Но самое удивительное в этой книге было то, что он называл ее ямайским романом. Если она и ожидала чего-то от романа, то тому была причина: Ямайка представляла для миссис Туше особый интерес. Но остров возник лишь на последних страницах книги, выглянув из-под спуда запутанного сюжета, словно катушка ниток на самом дне коробки со швейными принадлежностями. Потому что Ямайка оказалась тайной родиной тайной матери Хилари:
«Снова она услыхала нескончаемые крики и гомон попугаев, смешавшиеся с криками и гомоном негров. Снова ее взгляд скользнул по равнинам, испещренным ослепительно-белыми жилищами, по бескрайней саванне, окаймленной кокосовыми пальмами и зарослями кактусов, и плантациями сахарного тростника и кофе. Снова она взглянула на все эти заливчики несравненной красоты, по которым она часто плавала, и на эти голубые горы, на которые она часто хотела забраться. Перед ней был весь пейзаж, с его пылающей атмосферой, его палящим солнцем, тропическими красотами и восторгами. Она словно снова помолодела и вновь стала невинным ребенком. Ее печальное сердце билось радостно, и она рассмеялась легким смешком, в точности как ее няня Бонита. Да, ее дорогая преданная Бонита снова ожила и улыбалась ей, как прежде, и несла ей сладости и фрукты».

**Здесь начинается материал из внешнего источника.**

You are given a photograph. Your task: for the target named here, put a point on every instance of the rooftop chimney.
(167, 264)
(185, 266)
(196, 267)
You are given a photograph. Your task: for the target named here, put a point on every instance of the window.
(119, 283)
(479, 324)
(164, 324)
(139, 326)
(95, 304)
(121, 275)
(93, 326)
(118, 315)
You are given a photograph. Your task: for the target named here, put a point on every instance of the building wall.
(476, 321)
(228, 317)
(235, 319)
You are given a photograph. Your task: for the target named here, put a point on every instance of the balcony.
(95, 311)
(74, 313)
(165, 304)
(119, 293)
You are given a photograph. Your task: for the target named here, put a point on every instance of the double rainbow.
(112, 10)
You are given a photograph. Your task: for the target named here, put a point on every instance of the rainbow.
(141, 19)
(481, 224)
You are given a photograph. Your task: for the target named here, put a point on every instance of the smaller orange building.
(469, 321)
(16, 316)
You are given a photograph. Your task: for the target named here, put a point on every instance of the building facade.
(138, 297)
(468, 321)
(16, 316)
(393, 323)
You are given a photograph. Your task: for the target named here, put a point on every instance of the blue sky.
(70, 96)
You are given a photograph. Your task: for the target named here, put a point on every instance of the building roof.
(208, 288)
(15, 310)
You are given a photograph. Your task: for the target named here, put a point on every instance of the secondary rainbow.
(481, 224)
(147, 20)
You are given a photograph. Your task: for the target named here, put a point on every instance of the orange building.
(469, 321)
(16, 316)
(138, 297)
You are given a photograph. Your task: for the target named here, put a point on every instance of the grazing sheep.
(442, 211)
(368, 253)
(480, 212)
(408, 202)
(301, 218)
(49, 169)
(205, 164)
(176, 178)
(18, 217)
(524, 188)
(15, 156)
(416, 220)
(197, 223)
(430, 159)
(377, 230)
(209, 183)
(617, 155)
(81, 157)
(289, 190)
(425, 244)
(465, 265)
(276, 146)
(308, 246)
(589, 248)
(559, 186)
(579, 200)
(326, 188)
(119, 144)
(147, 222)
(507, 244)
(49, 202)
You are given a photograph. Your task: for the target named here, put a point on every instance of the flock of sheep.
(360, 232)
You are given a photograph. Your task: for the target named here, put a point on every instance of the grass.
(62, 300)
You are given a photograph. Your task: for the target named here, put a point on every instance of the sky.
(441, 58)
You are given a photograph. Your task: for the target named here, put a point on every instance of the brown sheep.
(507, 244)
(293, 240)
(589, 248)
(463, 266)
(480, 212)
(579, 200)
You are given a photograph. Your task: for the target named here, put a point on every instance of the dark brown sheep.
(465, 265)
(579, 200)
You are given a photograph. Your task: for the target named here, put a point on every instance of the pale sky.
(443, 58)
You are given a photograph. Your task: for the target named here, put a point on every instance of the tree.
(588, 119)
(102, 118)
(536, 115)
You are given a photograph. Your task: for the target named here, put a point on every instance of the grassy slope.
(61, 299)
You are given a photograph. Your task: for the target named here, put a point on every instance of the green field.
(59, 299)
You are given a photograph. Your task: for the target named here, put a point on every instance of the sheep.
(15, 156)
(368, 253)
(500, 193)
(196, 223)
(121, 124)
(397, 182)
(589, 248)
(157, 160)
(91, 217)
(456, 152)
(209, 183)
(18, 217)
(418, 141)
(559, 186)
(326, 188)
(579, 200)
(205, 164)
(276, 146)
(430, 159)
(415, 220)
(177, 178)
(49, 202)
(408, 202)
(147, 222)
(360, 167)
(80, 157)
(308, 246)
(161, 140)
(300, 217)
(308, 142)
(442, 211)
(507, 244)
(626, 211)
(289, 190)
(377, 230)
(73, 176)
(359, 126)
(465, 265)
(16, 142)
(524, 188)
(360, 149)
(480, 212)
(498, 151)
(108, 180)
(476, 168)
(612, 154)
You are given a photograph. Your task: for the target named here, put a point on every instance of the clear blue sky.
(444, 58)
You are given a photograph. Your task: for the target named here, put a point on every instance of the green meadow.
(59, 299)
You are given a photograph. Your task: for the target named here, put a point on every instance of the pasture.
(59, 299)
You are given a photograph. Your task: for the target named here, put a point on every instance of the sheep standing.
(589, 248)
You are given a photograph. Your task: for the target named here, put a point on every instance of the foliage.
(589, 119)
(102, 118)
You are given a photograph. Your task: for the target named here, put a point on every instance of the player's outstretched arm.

Этот слащавый, как на почтовой открытке, портрет она узнала сразу. «Живописное путешествие по острову Ямайка» Джеймса Хейквилла. Много лет назад Кроссли прислал им в Элмз симпатичное первое издание, и она села с Фанни в старой гостиной, где обе переворачивали страницы и разглядывали акварельные картинки плантаций, любуясь тем, как склеп мог быть изображен в виде земного рая. И эту же самую книгу иногда на аболиционистских собраниях приводили как пример успешной пропаганды, массу издевательских откликов вызывало изображение маленьких темнокожих женщин, разодетых в белое и с белыми шарфиками, повязанными на их головах, с довольным видом разгуливавших в идиллических пасторальных пейзажах. Только блаженная Френсис – с ее оптимистичной и всепрощающей душой – начала доказывать, что и их тоже следовало воспринимать как аллегории прекрасного будущего, символизировавшие то, что могло бы произойти, если бы их кампания имела успех. Думая об этом, Элиза вновь испытала приступ старой боли. А потом пришла к иной мысли: хвала Господу, что этой доброй душе не суждено было жить долго и стать свидетелем утраченного рая – рая, которого не удалось обрести. Ибо несмотря на все усилия членов «Дамского общества освобождения негров-рабов» – несмотря на сам аболиционизм, – по прошествии тридцати лет у них так и не получилось превратить акварельные пасторали Хейквилла в реальность. Последние известия с этого объятого тьмой острова внушали, мягко говоря, разочарование.